Of all the coins produced by the US Mint, few are more popular than the Mercury Dime. Produced during the earlier parts of the 20th century, the Mercury Dime is a truly magnificent piece of coinage. Today, the coin is popular amongst collectors and is only seeming to grow in popularity. The 1918 Mercury Dime was one of the first ever produced, so it carries even more value in the eyes of collectors.
Of course, as is true of most coins as old as the Mercury Dime, the condition of the coin in question means everything to collectors. This is why you will see collectors paying top-dollar for those Dimes in excellent condition. In addition, multiple different types of Mercury Dimes were produced every year, so that also plays a role in determining how much you will pay for one of these coins.
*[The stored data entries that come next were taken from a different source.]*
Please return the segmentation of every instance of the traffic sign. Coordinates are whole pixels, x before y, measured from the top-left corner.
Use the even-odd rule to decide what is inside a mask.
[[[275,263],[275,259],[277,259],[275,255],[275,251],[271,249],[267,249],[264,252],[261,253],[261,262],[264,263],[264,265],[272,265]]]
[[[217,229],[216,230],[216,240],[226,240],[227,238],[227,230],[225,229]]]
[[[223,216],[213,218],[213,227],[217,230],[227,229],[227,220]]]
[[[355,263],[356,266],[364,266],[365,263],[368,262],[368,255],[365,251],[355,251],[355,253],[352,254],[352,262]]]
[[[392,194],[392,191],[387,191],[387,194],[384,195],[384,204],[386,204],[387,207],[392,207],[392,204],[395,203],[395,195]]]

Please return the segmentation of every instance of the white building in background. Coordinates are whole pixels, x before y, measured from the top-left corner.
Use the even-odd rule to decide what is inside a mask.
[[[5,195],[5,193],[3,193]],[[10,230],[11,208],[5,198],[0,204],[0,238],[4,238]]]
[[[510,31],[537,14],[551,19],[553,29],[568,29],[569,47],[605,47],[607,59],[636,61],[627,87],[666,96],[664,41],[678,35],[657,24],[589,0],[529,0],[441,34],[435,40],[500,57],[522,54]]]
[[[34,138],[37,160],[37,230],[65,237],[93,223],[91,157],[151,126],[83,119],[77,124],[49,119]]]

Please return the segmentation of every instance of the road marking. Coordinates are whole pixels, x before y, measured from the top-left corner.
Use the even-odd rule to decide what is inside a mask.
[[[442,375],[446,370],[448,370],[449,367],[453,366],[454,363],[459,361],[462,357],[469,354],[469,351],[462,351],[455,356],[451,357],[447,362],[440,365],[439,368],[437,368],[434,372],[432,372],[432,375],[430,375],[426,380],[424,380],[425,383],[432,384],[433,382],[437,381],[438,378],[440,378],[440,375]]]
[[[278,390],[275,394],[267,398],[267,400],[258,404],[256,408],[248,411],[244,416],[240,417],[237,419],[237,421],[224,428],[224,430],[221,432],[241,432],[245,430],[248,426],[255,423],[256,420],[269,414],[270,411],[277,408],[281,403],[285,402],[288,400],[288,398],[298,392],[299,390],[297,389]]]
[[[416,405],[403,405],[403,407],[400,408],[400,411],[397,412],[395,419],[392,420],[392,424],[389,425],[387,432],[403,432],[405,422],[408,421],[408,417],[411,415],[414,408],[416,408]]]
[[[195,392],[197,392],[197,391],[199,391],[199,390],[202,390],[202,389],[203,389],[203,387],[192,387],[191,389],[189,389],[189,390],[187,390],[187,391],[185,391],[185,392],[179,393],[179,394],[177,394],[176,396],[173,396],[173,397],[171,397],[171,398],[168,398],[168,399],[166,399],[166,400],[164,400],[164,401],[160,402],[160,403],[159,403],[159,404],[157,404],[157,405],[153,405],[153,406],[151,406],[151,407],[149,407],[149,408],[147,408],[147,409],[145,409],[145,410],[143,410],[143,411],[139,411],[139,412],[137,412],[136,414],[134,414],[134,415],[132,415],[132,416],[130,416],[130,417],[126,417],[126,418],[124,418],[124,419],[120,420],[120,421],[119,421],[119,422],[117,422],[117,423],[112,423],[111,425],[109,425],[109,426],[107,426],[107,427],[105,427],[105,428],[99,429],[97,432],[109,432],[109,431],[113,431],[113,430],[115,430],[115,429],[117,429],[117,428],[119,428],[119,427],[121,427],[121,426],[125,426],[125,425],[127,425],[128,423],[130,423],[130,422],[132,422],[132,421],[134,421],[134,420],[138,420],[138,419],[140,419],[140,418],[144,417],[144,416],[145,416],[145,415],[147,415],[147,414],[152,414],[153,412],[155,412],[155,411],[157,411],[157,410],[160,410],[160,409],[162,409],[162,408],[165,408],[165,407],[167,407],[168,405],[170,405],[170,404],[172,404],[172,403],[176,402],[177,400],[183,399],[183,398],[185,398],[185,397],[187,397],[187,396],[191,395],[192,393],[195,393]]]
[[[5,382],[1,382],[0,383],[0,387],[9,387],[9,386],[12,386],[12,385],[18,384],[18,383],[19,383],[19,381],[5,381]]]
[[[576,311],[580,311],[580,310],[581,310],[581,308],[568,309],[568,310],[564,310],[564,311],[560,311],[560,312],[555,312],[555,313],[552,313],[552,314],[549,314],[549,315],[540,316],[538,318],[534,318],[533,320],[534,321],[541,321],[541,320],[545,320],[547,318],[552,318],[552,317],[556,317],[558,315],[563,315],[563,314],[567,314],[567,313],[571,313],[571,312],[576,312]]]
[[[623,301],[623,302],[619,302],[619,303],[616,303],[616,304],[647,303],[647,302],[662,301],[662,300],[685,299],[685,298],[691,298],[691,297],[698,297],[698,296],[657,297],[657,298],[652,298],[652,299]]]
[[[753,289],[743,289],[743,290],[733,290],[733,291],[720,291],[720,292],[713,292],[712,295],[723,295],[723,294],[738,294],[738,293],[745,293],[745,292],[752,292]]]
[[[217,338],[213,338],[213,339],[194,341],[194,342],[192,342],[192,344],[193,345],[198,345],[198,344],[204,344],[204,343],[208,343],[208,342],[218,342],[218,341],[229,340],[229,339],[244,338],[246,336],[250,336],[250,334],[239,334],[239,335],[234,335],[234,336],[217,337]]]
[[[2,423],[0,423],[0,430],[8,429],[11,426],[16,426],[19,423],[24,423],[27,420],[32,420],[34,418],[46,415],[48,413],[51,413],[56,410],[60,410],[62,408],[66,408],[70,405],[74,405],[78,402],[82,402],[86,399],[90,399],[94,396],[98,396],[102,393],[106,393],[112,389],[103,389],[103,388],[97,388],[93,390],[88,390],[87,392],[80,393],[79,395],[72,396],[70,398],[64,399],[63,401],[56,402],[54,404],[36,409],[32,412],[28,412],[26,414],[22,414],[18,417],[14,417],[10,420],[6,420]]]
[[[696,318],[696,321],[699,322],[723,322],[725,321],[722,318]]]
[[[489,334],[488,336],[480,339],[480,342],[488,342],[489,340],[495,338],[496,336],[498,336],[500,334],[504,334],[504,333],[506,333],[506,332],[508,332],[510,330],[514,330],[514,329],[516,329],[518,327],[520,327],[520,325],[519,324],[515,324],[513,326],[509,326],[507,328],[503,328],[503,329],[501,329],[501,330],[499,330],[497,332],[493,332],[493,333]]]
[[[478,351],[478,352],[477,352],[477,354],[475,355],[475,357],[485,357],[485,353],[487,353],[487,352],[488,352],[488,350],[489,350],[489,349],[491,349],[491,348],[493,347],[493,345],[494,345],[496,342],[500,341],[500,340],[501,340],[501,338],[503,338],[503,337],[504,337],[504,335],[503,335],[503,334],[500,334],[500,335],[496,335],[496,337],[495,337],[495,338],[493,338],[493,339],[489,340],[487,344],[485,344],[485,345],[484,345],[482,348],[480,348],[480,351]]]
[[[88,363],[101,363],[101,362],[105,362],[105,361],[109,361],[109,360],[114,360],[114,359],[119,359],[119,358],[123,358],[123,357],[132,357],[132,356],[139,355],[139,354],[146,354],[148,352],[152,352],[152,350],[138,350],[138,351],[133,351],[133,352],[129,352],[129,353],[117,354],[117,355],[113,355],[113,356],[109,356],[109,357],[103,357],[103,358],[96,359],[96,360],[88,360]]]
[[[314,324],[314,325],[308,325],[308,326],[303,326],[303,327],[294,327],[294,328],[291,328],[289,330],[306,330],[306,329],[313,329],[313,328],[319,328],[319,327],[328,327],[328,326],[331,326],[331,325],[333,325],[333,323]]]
If you have ever talked with collectors, you are more than likely aware of the fact that they put a lot of weight into the condition of an old coin like the 1918 Mercury Dime. Because these coins are quite old, their condition is not necessarily always the greatest. Knowing this, collectors will closely inspect every coin they receive, looking for even the smallest imperfections.
By way of the specifications below, you can gain a good idea of what a graded Mercury Dime might look like.
Uncirculated: An Uncirculated Mercury Dime is one that never saw any time on the open exchange market. These coins appear pristine and, even after close inspection, really are in excellent shape. You will find that the coin will appear as though it was just minted not too long ago.
Extremely Fine: A coin that is given this grade will appear pristine, but will play host to a bit of light damage. Though the damage may be light, it is enough to devalue the coin somewhat. Still, even after a close look over you will find that the most severe damage is nothing more than some light scratching.
Fine: If your coin is graded to be Fine it definitely saw time in circulation, but the amount of damage incurred during that time was nothing overly significant. You will see plenty of scratching and maybe even some chipping, but the coin’s images and inscriptions will be almost wholly intact.
Good: This grade is reserved for those Mercury Dimes that are in extremely rough shape. Having been heavily circulated throughout the years, these coins have been damaged considerably. With inscriptions and images beginning to fade, the appeal of this coin is nothing like that of an Uncirculated edition. Still, because this is the 1918 Mercury Dime, it is still attractive to collectors simply because it is one of the first Mercury Dimes produced.
Giving the Mercury Dime a price is something that involves the consideration of two factors—condition and type of coin. Naturally, because the coin is so old, its condition will be the most accurate way to determine price. If the coin has been extremely well-preserved, you can bet that it will sell for more than a coin that is heavily damaged. Secondly, because multiple types of the Mercury Dime were produced annually, this also plays into determining a price.